Iran popełnił dziś wielki błąd, jego atak rakietowy na Izrael się nie powiódł, ale Teheran za to zapłaci - zapowiedział we wtorek wieczorem premier Izraela Benjamin Netanjahu. Iran wystrzelił we wtorek na Izrael ponad 180 rakiet balistycznych, większość została zestrzelona przez obronę powietrzną.

"Irański reżim nie rozumie naszej determinacji do obrony i odwetu na naszych wrogach (...) ale zrozumieją, bo gdy ktokolwiek nas atakuje, my atakujemy jego" - podkreślił Netanjahu przed posiedzeniem gabinetu bezpieczeństwa.
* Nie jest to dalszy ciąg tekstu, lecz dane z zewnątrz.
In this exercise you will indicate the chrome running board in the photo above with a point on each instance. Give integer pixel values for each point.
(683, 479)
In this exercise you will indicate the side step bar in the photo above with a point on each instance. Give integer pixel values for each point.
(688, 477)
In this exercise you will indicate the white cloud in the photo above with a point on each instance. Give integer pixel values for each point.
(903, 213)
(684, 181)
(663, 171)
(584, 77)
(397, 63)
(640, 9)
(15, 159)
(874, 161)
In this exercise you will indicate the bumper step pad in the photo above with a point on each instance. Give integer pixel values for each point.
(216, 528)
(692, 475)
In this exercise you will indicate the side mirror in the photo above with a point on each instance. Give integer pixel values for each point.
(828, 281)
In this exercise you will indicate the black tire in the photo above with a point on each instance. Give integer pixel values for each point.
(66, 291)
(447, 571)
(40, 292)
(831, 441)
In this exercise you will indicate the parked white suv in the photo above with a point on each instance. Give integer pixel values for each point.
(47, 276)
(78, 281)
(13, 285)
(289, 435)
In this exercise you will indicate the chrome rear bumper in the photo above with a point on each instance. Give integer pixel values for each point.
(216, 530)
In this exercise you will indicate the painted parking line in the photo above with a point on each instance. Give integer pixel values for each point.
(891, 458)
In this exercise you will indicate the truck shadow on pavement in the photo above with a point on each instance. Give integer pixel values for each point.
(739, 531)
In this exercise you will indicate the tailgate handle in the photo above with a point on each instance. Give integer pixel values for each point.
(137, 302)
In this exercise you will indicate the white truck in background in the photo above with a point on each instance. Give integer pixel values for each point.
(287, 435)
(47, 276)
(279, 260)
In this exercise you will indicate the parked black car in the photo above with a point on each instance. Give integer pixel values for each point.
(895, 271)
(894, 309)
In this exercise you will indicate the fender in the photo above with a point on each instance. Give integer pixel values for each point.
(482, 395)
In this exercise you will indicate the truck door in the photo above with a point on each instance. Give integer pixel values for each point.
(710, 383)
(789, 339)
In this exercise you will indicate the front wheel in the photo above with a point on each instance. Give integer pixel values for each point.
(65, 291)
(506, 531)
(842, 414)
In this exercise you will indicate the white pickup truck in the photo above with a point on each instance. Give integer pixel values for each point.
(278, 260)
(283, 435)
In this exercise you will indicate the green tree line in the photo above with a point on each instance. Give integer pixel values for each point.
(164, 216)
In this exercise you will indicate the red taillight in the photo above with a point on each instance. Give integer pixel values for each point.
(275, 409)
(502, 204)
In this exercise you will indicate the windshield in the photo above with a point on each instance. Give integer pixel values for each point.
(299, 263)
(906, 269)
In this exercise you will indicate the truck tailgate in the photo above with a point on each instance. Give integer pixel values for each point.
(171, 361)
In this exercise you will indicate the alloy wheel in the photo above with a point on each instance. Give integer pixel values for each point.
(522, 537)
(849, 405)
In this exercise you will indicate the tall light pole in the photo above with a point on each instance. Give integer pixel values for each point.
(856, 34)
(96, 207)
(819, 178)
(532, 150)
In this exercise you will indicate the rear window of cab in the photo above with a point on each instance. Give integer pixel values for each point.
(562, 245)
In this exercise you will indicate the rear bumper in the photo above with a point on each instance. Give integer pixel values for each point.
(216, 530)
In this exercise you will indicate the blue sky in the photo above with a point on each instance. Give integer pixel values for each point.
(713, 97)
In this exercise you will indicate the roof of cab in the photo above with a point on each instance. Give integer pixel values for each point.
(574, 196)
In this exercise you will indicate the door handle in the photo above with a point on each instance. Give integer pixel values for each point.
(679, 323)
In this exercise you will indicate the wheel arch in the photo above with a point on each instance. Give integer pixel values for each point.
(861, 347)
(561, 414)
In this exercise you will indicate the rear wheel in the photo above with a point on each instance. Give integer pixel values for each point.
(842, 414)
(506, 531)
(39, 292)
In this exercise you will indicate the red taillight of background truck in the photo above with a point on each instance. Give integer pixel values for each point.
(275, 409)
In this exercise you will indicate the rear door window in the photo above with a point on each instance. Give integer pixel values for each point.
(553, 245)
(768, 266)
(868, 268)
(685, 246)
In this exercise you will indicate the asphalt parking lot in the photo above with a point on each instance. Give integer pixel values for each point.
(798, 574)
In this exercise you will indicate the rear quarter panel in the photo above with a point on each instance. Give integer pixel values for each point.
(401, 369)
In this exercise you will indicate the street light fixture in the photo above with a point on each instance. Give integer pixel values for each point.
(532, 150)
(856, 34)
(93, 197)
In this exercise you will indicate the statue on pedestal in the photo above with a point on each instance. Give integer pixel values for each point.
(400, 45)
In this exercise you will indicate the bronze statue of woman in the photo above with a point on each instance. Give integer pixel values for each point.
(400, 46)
Premier wezwał też świat, by zjednoczył się przeciwko Iranowi. "Muszą stanąć po stronie Izraela; wybór między tyranią a wolnością, między błogosławieństwem a przekleństwem nigdy nie był bardziej oczywisty" - zaznaczył.

Teraz to Izrael ma inicjatywę, a oś zła się wycofuje, zrobimy wszystko co konieczne, by osiągnąć nasze wszystkie cele wojenne, przede wszystkim doprowadzić do powrotu zakładników ze Strefy Gazy i zapewnić bezpieczeństwo i przyszłość Izraelowi - skonkludował Netanjahu.

"Osią zła" Netanjahu nazywa skupiony wokół Iranu i wymierzony w Izrael i USA nieformalny sojusz, do którego należy też libański Hezbollah, palestyński Hamas czy jemeńscy rebelianci Huti.

Iran ogłosił, że wtorkowy nalot był zemstą za zabicie przez Izrael przywódców Hamasu i Hezbollahu i zapowiedział kolejne ataki, przypadki zbrojnej odpowiedzi Izraela.